U.S. stocks closed mildly lower on Tuesday, recovering from sharp morning losses as investors found some relief from a slight recovery in bonds. (Tweet This)
"Obviously the bond market led action this morning," said Quincy Krosby, market strategist at Prudential Financial. It's a "continuation of the rollercoaster ride we had last week. In the absence of market-moving data the market has been subject to these (bond) swings."
She noted some support from corporate dealmaking.
In an unexpected morning announcement, Verizon is buying AOL for $50 per share or $4.4 billion in cash, with AOL CEO Tim Armstrong continuing to lead the company after it becomes a wholly owned Verizon subsidiary. The Internet firm surged more than 18.6 percent on the news, while Verizon closed down 0.4 percent.

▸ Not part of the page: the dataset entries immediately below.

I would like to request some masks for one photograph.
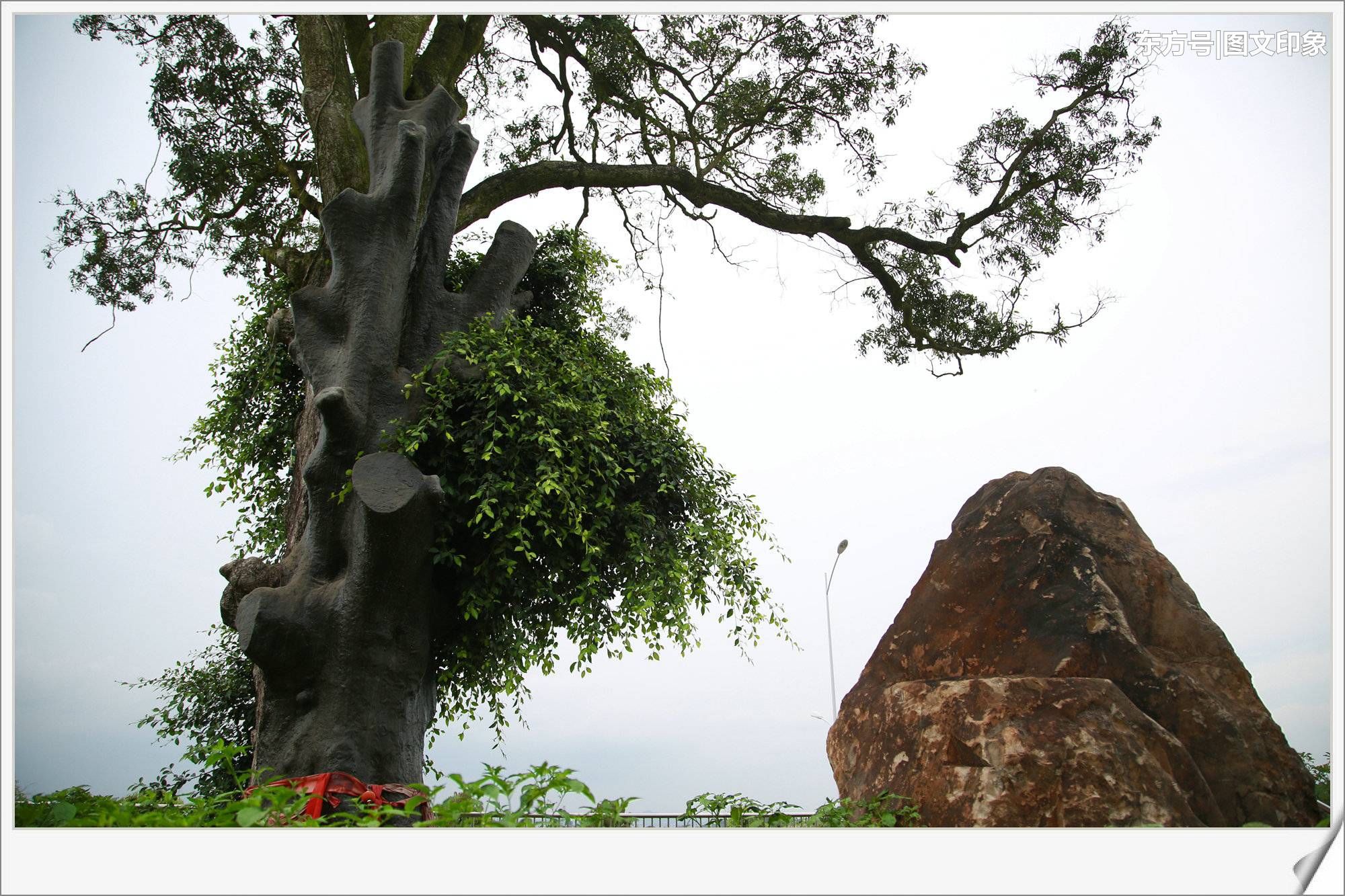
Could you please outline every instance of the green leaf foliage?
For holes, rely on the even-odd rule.
[[[206,496],[238,510],[234,527],[221,539],[237,556],[277,560],[285,548],[285,506],[295,463],[295,425],[304,409],[304,379],[285,346],[272,339],[266,324],[289,304],[284,277],[257,280],[239,297],[243,315],[215,348],[211,362],[213,397],[192,424],[174,460],[199,457],[215,478]]]
[[[137,787],[124,798],[100,796],[87,787],[67,787],[32,798],[15,788],[16,827],[628,827],[635,796],[597,799],[573,768],[542,763],[522,772],[484,766],[480,778],[448,775],[449,787],[410,786],[418,792],[405,806],[355,805],[304,814],[309,796],[284,782],[249,787],[238,771],[246,749],[214,743],[203,761],[214,775],[231,782],[218,792],[190,798],[153,787]],[[586,800],[580,811],[565,802]],[[422,819],[421,805],[430,817]],[[687,800],[683,826],[706,827],[916,827],[920,813],[904,796],[881,794],[863,805],[827,800],[811,815],[788,813],[794,803],[761,803],[741,794],[701,794]],[[709,815],[709,818],[706,817]]]
[[[222,743],[252,743],[257,716],[252,662],[238,648],[238,635],[231,628],[211,626],[206,634],[210,643],[186,661],[153,678],[122,682],[128,687],[152,687],[159,696],[159,705],[136,728],[148,725],[159,740],[186,744],[187,768],[169,764],[153,782],[141,780],[141,790],[176,794],[186,788],[213,796],[235,786],[233,756],[223,763],[218,749]],[[252,764],[250,749],[238,753],[238,763]]]
[[[460,289],[482,258],[457,250],[445,287]],[[521,283],[533,292],[527,316],[448,334],[444,363],[417,378],[421,414],[390,436],[448,496],[434,542],[444,720],[484,708],[496,731],[507,725],[507,705],[516,716],[527,696],[523,675],[560,662],[560,632],[577,647],[570,671],[586,674],[599,652],[636,642],[651,658],[685,652],[712,608],[740,648],[785,623],[756,573],[753,542],[775,545],[760,510],[686,433],[668,382],[613,344],[629,318],[604,303],[611,266],[578,230],[541,234]],[[206,494],[238,507],[225,535],[237,553],[277,558],[303,379],[266,334],[286,283],[254,283],[242,301],[247,313],[211,365],[208,412],[176,456],[202,457],[217,474]],[[455,373],[461,363],[469,375]],[[250,666],[233,632],[218,635],[139,682],[160,690],[163,706],[141,720],[160,737],[200,749],[249,741]]]

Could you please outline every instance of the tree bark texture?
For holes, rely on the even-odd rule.
[[[311,40],[342,38],[313,19]],[[378,43],[369,58],[369,91],[350,106],[369,188],[324,195],[331,273],[292,296],[292,348],[319,420],[303,461],[303,534],[276,566],[245,560],[222,570],[222,616],[261,678],[258,776],[421,779],[437,709],[429,548],[443,492],[436,476],[381,452],[381,435],[418,413],[412,374],[443,334],[482,315],[502,319],[530,299],[515,288],[535,241],[514,222],[500,225],[465,293],[444,289],[477,144],[443,87],[405,98],[399,42]],[[348,79],[328,86],[348,96]]]

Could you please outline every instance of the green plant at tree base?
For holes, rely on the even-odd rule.
[[[229,767],[208,760],[219,743],[252,741],[257,686],[252,662],[238,648],[238,635],[225,626],[211,626],[204,634],[210,638],[206,647],[186,661],[153,678],[121,682],[128,687],[152,687],[159,696],[157,705],[136,728],[149,726],[159,740],[186,744],[187,768],[168,764],[155,780],[141,779],[139,790],[179,794],[186,788],[199,796],[214,796],[237,786]],[[250,748],[234,759],[238,766],[250,767]]]
[[[749,548],[773,545],[760,511],[686,435],[668,382],[603,332],[479,320],[416,387],[424,409],[391,447],[445,495],[433,549],[456,616],[440,647],[445,717],[484,705],[498,726],[504,694],[516,713],[525,673],[560,659],[560,631],[584,675],[636,642],[651,659],[686,652],[714,604],[740,648],[784,624]]]

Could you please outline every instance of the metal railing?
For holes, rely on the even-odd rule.
[[[463,827],[491,826],[491,818],[498,818],[496,813],[464,813],[457,817]],[[515,823],[523,827],[581,827],[584,815],[550,815],[539,813],[526,813],[514,815]],[[741,826],[753,826],[757,815],[742,815]],[[806,827],[812,818],[811,813],[776,813],[771,818],[776,823],[772,827]],[[621,813],[612,819],[609,827],[728,827],[728,815],[683,815],[678,813]],[[764,825],[763,825],[764,826]]]

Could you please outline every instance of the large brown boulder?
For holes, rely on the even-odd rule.
[[[1011,677],[1030,678],[954,701],[940,683]],[[1044,694],[1065,685],[1042,678],[1089,681],[1057,705]],[[950,778],[950,739],[990,766]],[[1006,751],[1032,759],[1011,771]],[[1059,467],[1009,474],[963,505],[842,701],[827,755],[842,796],[942,794],[921,800],[931,825],[1319,818],[1307,770],[1196,595],[1120,500]],[[1096,783],[1108,775],[1115,787]]]

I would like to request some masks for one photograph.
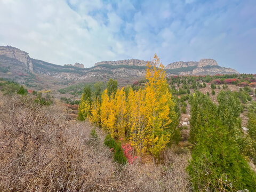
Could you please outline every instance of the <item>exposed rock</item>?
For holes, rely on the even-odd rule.
[[[183,67],[197,66],[198,65],[198,62],[197,61],[178,61],[167,65],[166,67],[165,67],[165,69],[178,69]]]
[[[199,61],[198,67],[218,66],[216,61],[212,59],[203,59]]]
[[[33,71],[33,65],[28,53],[11,46],[0,46],[0,55],[15,59],[23,62],[30,71]]]
[[[193,69],[193,71],[192,71],[192,74],[199,74],[199,73],[201,73],[202,72],[204,72],[205,70],[204,69],[204,68],[202,68],[202,67],[198,67],[198,68],[196,68],[194,69]]]
[[[65,64],[64,66],[70,66],[70,67],[71,66],[72,66],[72,67],[74,66],[74,67],[81,68],[82,68],[82,69],[83,69],[84,68],[84,64],[79,63],[75,63],[75,64],[74,64],[74,66],[72,64]]]
[[[151,61],[150,61],[150,62],[152,63]],[[119,61],[103,61],[95,63],[94,66],[97,66],[101,65],[111,65],[113,66],[127,65],[130,66],[136,66],[147,67],[147,61],[132,59]]]

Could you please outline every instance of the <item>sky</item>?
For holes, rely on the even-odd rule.
[[[256,73],[256,1],[0,0],[0,45],[61,65],[156,53]]]

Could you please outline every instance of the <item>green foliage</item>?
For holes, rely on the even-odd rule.
[[[182,111],[183,114],[186,114],[186,112],[187,111],[187,109],[186,109],[185,106],[182,106],[181,107],[181,111]]]
[[[187,170],[195,191],[219,191],[225,188],[236,191],[246,188],[252,191],[256,186],[256,174],[240,154],[231,127],[227,124],[228,116],[236,117],[239,113],[237,106],[225,107],[225,103],[237,105],[232,97],[230,92],[221,92],[217,96],[218,108],[200,92],[189,100],[190,140],[195,145]],[[221,119],[223,114],[226,116]]]
[[[100,103],[101,103],[101,92],[104,87],[103,83],[101,82],[98,82],[93,85],[93,87],[94,88],[93,98],[95,100],[98,99]]]
[[[216,89],[216,85],[213,83],[211,83],[211,88],[213,90]]]
[[[225,125],[234,127],[241,112],[240,101],[230,91],[221,91],[217,95],[217,100],[219,118]]]
[[[176,127],[174,129],[173,133],[172,134],[172,138],[171,139],[171,141],[172,141],[173,143],[178,145],[179,142],[181,140],[181,131],[182,127]],[[172,142],[170,142],[169,143],[172,143]]]
[[[253,191],[256,174],[240,155],[228,128],[215,120],[203,130],[187,168],[194,190]]]
[[[104,145],[115,153],[113,157],[114,161],[120,164],[124,164],[127,163],[127,159],[124,155],[121,145],[117,143],[110,134],[108,134],[106,136]]]
[[[117,81],[113,80],[111,78],[109,79],[107,84],[107,89],[108,90],[108,97],[110,98],[111,94],[115,95],[117,90]]]
[[[249,86],[245,86],[244,87],[244,90],[247,92],[252,93],[252,89]]]
[[[90,133],[90,137],[95,140],[99,140],[99,135],[96,132],[96,130],[95,129],[92,130],[92,131],[91,131],[91,133]]]
[[[1,84],[2,86],[1,91],[4,92],[4,95],[12,94],[20,90],[20,85],[15,82],[7,81]]]
[[[6,73],[7,72],[9,71],[9,70],[10,70],[10,66],[8,67],[0,67],[0,72]]]

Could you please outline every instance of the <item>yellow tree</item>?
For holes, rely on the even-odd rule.
[[[100,126],[100,103],[98,98],[94,98],[92,103],[91,109],[92,115],[90,117],[91,122],[95,125]]]
[[[145,91],[147,129],[151,146],[149,150],[155,164],[155,157],[159,155],[170,141],[169,125],[171,122],[169,117],[170,107],[174,103],[169,91],[164,66],[156,54],[153,61],[153,66],[148,62],[146,75],[148,82]]]
[[[135,147],[142,163],[142,157],[147,149],[148,139],[147,132],[145,92],[130,91],[128,96],[129,126],[131,127],[131,145]]]
[[[115,132],[119,138],[125,137],[125,127],[126,125],[126,117],[127,115],[126,101],[125,100],[125,92],[124,87],[121,90],[117,90],[115,96]]]
[[[100,106],[100,122],[103,129],[105,131],[108,130],[108,119],[110,112],[109,98],[106,89],[101,96],[101,106]]]
[[[116,129],[116,109],[114,99],[114,94],[110,96],[110,99],[108,102],[109,116],[107,121],[107,127],[111,136],[115,138],[117,136],[117,131]]]

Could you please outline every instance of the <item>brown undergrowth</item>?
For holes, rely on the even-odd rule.
[[[32,97],[0,95],[0,191],[189,190],[189,154],[169,149],[158,166],[118,165],[101,130],[92,138],[89,123],[67,121],[65,107],[41,106]]]

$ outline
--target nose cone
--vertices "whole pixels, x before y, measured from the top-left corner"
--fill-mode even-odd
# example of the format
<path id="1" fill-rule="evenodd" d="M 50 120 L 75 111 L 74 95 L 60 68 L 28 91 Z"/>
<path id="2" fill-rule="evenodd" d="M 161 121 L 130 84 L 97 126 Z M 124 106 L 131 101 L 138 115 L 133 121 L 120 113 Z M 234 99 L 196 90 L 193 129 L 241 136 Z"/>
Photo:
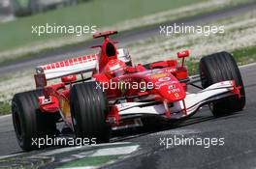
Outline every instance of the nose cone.
<path id="1" fill-rule="evenodd" d="M 186 93 L 179 83 L 165 84 L 159 87 L 158 94 L 169 101 L 184 99 Z"/>

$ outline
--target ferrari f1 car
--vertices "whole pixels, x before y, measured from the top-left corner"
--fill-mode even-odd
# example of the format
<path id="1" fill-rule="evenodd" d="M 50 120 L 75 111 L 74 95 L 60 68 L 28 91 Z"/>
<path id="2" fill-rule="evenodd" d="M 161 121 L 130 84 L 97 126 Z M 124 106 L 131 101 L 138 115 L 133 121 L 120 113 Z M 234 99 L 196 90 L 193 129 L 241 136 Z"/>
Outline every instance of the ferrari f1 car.
<path id="1" fill-rule="evenodd" d="M 188 76 L 184 66 L 189 50 L 169 59 L 134 65 L 127 49 L 104 38 L 99 53 L 36 68 L 36 90 L 16 94 L 12 102 L 15 130 L 20 147 L 36 149 L 32 138 L 55 135 L 56 123 L 80 138 L 108 142 L 112 130 L 144 125 L 144 119 L 186 119 L 203 105 L 215 117 L 242 110 L 245 93 L 233 56 L 218 52 L 199 63 L 200 75 Z M 90 73 L 88 77 L 85 75 Z M 56 82 L 56 80 L 59 80 Z M 197 82 L 200 82 L 199 86 Z M 51 84 L 48 84 L 51 83 Z M 197 93 L 187 86 L 200 88 Z"/>

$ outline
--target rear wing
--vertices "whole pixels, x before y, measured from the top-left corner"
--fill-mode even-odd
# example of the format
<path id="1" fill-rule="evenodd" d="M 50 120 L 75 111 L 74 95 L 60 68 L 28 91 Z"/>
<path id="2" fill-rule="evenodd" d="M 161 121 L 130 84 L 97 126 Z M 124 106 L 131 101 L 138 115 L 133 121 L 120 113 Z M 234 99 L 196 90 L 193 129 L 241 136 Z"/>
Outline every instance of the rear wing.
<path id="1" fill-rule="evenodd" d="M 35 82 L 37 87 L 44 87 L 48 80 L 92 71 L 98 62 L 98 55 L 88 55 L 68 59 L 36 68 Z"/>

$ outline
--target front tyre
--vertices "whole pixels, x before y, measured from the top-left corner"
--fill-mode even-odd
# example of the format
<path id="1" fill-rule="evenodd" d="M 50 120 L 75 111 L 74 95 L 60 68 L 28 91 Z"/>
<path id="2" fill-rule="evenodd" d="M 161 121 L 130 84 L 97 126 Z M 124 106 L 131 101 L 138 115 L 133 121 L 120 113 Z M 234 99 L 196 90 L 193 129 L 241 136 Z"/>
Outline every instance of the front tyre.
<path id="1" fill-rule="evenodd" d="M 245 105 L 244 86 L 239 67 L 230 53 L 223 51 L 203 57 L 200 61 L 200 76 L 204 88 L 225 80 L 235 80 L 236 85 L 241 87 L 240 99 L 232 97 L 210 103 L 215 117 L 242 110 Z"/>
<path id="2" fill-rule="evenodd" d="M 76 137 L 109 142 L 111 127 L 106 123 L 108 100 L 97 82 L 76 84 L 71 89 L 71 114 Z"/>

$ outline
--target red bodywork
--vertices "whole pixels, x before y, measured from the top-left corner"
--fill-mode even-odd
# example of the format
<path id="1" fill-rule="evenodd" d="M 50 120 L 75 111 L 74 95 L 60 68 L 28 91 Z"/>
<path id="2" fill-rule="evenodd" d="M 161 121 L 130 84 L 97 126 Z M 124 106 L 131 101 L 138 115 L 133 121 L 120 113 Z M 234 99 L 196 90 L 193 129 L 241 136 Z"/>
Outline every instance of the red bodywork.
<path id="1" fill-rule="evenodd" d="M 124 89 L 123 87 L 115 89 L 106 89 L 106 94 L 109 100 L 117 99 L 126 97 L 127 101 L 134 101 L 134 98 L 144 96 L 154 96 L 148 100 L 159 100 L 166 105 L 166 116 L 171 117 L 171 110 L 168 104 L 182 100 L 186 97 L 186 83 L 188 72 L 183 65 L 184 58 L 189 55 L 189 51 L 185 50 L 177 53 L 177 57 L 182 59 L 182 64 L 179 65 L 176 60 L 167 60 L 147 65 L 137 65 L 128 67 L 124 62 L 118 60 L 118 51 L 115 46 L 115 42 L 112 42 L 110 35 L 116 34 L 115 31 L 107 31 L 94 35 L 94 38 L 104 37 L 104 42 L 101 45 L 93 46 L 100 47 L 98 54 L 83 56 L 80 58 L 70 59 L 62 62 L 52 63 L 42 66 L 43 70 L 53 70 L 56 68 L 65 68 L 76 64 L 95 61 L 98 66 L 93 70 L 92 77 L 100 82 L 102 86 L 110 83 L 126 83 L 126 84 L 145 84 L 149 88 Z M 113 68 L 117 68 L 113 70 Z M 116 75 L 116 73 L 120 73 Z M 61 77 L 61 82 L 54 85 L 47 86 L 46 76 L 42 73 L 35 75 L 37 87 L 43 87 L 44 97 L 39 98 L 40 109 L 46 113 L 59 113 L 66 119 L 68 124 L 71 124 L 69 96 L 70 89 L 76 83 L 77 75 L 70 74 Z M 185 106 L 185 105 L 184 105 Z M 114 125 L 119 124 L 118 110 L 114 105 L 110 105 L 110 113 L 106 121 L 114 120 Z M 186 111 L 184 110 L 184 113 Z"/>

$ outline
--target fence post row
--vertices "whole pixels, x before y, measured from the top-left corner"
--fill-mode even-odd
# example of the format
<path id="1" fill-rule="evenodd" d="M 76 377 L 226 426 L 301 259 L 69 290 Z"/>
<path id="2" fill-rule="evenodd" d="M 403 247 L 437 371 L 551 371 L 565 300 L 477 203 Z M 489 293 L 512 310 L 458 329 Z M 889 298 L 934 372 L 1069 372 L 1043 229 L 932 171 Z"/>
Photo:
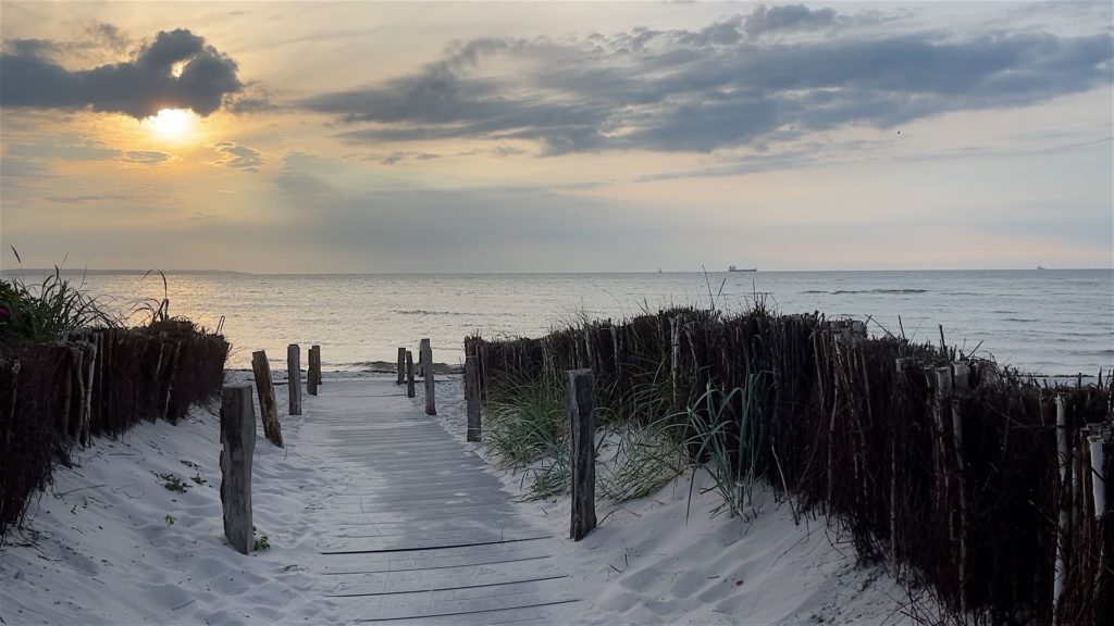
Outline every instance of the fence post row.
<path id="1" fill-rule="evenodd" d="M 275 388 L 271 381 L 271 364 L 263 350 L 252 352 L 252 372 L 255 374 L 255 391 L 260 397 L 260 420 L 263 434 L 272 443 L 282 448 L 282 429 L 278 427 L 278 409 L 275 407 Z"/>
<path id="2" fill-rule="evenodd" d="M 579 541 L 596 527 L 596 413 L 592 370 L 566 372 L 569 464 L 573 468 L 573 513 L 569 537 Z"/>
<path id="3" fill-rule="evenodd" d="M 429 345 L 429 340 L 421 340 L 419 349 L 422 361 L 422 370 L 426 375 L 426 414 L 437 414 L 437 402 L 433 398 L 433 349 Z"/>
<path id="4" fill-rule="evenodd" d="M 465 354 L 465 398 L 468 401 L 467 441 L 480 440 L 480 369 L 475 354 Z"/>
<path id="5" fill-rule="evenodd" d="M 407 398 L 418 395 L 414 392 L 414 354 L 407 350 Z"/>
<path id="6" fill-rule="evenodd" d="M 296 343 L 286 348 L 286 370 L 290 385 L 290 414 L 302 414 L 302 353 Z"/>
<path id="7" fill-rule="evenodd" d="M 224 535 L 241 554 L 252 551 L 252 457 L 255 413 L 247 383 L 221 391 L 221 505 Z"/>

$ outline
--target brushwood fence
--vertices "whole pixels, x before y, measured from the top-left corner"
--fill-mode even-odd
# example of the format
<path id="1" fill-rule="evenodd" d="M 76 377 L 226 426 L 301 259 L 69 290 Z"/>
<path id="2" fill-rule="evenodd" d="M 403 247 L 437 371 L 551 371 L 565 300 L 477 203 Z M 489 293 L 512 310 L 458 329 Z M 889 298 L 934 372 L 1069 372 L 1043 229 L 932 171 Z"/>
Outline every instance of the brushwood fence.
<path id="1" fill-rule="evenodd" d="M 954 618 L 1114 624 L 1110 379 L 1049 385 L 947 348 L 942 331 L 940 345 L 868 339 L 861 322 L 761 310 L 674 309 L 465 348 L 485 397 L 590 368 L 598 404 L 644 423 L 684 419 L 709 388 L 746 390 L 719 414 L 759 403 L 761 476 Z"/>
<path id="2" fill-rule="evenodd" d="M 0 540 L 74 446 L 140 420 L 177 422 L 217 398 L 228 343 L 188 321 L 0 344 Z"/>

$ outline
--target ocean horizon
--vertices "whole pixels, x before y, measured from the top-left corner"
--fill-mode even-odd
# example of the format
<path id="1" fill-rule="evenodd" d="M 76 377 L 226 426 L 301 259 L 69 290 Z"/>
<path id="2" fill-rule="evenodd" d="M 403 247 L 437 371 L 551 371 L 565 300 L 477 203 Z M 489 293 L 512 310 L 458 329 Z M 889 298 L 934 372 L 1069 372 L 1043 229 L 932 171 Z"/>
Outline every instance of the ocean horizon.
<path id="1" fill-rule="evenodd" d="M 38 272 L 38 274 L 37 274 Z M 23 270 L 29 282 L 43 270 Z M 19 275 L 19 271 L 6 271 Z M 555 325 L 623 319 L 672 305 L 740 312 L 761 301 L 779 313 L 820 312 L 868 322 L 872 334 L 946 341 L 1040 376 L 1114 369 L 1114 270 L 867 270 L 606 273 L 253 274 L 89 271 L 82 288 L 127 313 L 147 299 L 233 344 L 231 369 L 266 350 L 283 364 L 290 343 L 322 346 L 323 366 L 392 363 L 399 346 L 433 343 L 459 364 L 463 338 L 538 336 Z M 146 276 L 145 276 L 146 274 Z M 67 272 L 72 280 L 74 272 Z M 223 317 L 223 322 L 222 322 Z"/>

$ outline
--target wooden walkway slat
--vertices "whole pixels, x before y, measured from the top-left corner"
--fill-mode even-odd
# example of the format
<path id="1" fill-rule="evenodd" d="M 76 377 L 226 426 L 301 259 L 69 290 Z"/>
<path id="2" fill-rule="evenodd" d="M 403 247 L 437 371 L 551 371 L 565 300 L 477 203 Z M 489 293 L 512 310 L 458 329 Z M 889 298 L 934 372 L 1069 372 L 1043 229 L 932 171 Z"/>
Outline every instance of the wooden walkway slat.
<path id="1" fill-rule="evenodd" d="M 320 596 L 352 623 L 573 622 L 584 594 L 553 558 L 563 540 L 520 515 L 443 418 L 402 391 L 330 381 L 304 408 L 299 443 L 345 476 L 310 507 L 328 512 L 310 564 L 332 581 Z"/>

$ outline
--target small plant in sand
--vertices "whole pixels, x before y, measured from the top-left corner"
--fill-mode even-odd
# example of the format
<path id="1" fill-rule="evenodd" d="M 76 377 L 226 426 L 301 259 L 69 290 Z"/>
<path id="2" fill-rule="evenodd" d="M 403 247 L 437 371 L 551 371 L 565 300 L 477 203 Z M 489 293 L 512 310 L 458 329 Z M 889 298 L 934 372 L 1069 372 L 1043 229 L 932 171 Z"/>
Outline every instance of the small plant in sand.
<path id="1" fill-rule="evenodd" d="M 16 248 L 11 248 L 19 258 Z M 107 314 L 97 299 L 81 292 L 56 265 L 40 284 L 22 277 L 0 281 L 0 338 L 46 342 L 65 339 L 70 332 L 89 326 L 116 326 L 119 320 Z"/>
<path id="2" fill-rule="evenodd" d="M 687 438 L 695 458 L 704 462 L 713 486 L 732 517 L 742 516 L 751 501 L 751 491 L 761 478 L 765 433 L 762 405 L 766 392 L 765 372 L 750 374 L 745 388 L 730 392 L 710 387 L 688 408 Z"/>
<path id="3" fill-rule="evenodd" d="M 257 530 L 257 529 L 256 529 L 256 528 L 255 528 L 255 526 L 253 525 L 253 526 L 252 526 L 252 536 L 254 536 L 254 535 L 255 535 L 255 531 L 256 531 L 256 530 Z M 270 538 L 268 538 L 268 537 L 267 537 L 266 535 L 263 535 L 263 536 L 261 536 L 261 537 L 256 537 L 256 538 L 255 538 L 255 544 L 253 545 L 253 549 L 254 549 L 255 551 L 260 551 L 260 550 L 270 550 L 270 549 L 271 549 L 271 539 L 270 539 Z"/>
<path id="4" fill-rule="evenodd" d="M 189 490 L 189 485 L 187 485 L 185 480 L 178 478 L 177 475 L 166 472 L 166 473 L 155 473 L 155 476 L 163 481 L 162 482 L 163 487 L 169 489 L 170 491 L 185 493 L 186 491 Z"/>

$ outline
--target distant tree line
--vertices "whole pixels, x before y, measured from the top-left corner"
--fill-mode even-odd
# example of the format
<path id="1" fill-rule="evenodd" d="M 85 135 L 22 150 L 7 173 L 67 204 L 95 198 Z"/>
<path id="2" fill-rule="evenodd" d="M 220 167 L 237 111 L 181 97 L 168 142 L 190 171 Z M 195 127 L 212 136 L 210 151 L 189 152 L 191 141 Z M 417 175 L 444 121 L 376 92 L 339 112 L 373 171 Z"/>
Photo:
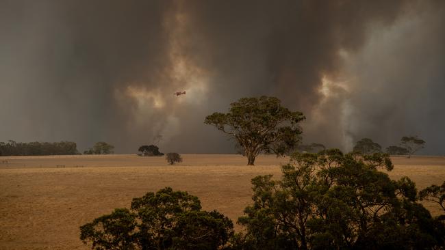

"Typically (deals are) supportive of the market but right now we're fighting some pretty big macro trends," said Art Hogan, chief market strategist at Wunderlich Securities, referring to the global selloff in bonds.
The Dow Jones Industrial Average failed to hold slight gains in afternoon trade after recovering from a 180-point plunge in the open. The Nasdaq also gave up attempts to advance, while the S&P 500 never broke into positive territory and traded just below the flatline.
"The turnaround on the rise up in yields certainly has a positive effect on the loss we saw in equities," said Robert Pavlik, chief market strategist at Boston Private Wealth. "Really the selling (in bonds) is begetting more selling. People know there's a real possibility interest rates are going to move up this year."
"If you're a long-term investor I would not be worried about interest rates because they're not going to be moving sky-high this year," he said.
Yields gave back gains after reaching multi-month highs on Tuesday morning, staying within a range. The benchmark 10-year Treasury bond yield traded near 2.26 percent after touching a 6-month high of 2.366 percent. The 30-year bond yield held near 3.02 percent after reaching a 6-month high of 3.06 percent.
"The bond volatility is going to continue for a while, at least until the next Fed meeting as people try to get their arms around" the timing of a rate hike," said JJ Kinahan, chief strategist at TD Ameritrade.
The rapid decline in yields after touching highs Tuesday morning signaled a peak in the 10-year for some analysts.
MacNeil Curry, global head of technical strategy at Bank of America Merrill Lynch, said he was looking for a top between the 2.305 and 2.328 percent zone on the 10-year yield. "That was the zone we were looking for because it was the top of the channel from the January highs of 2014. This whole downtrend started back in January, a year and a half ago," he said.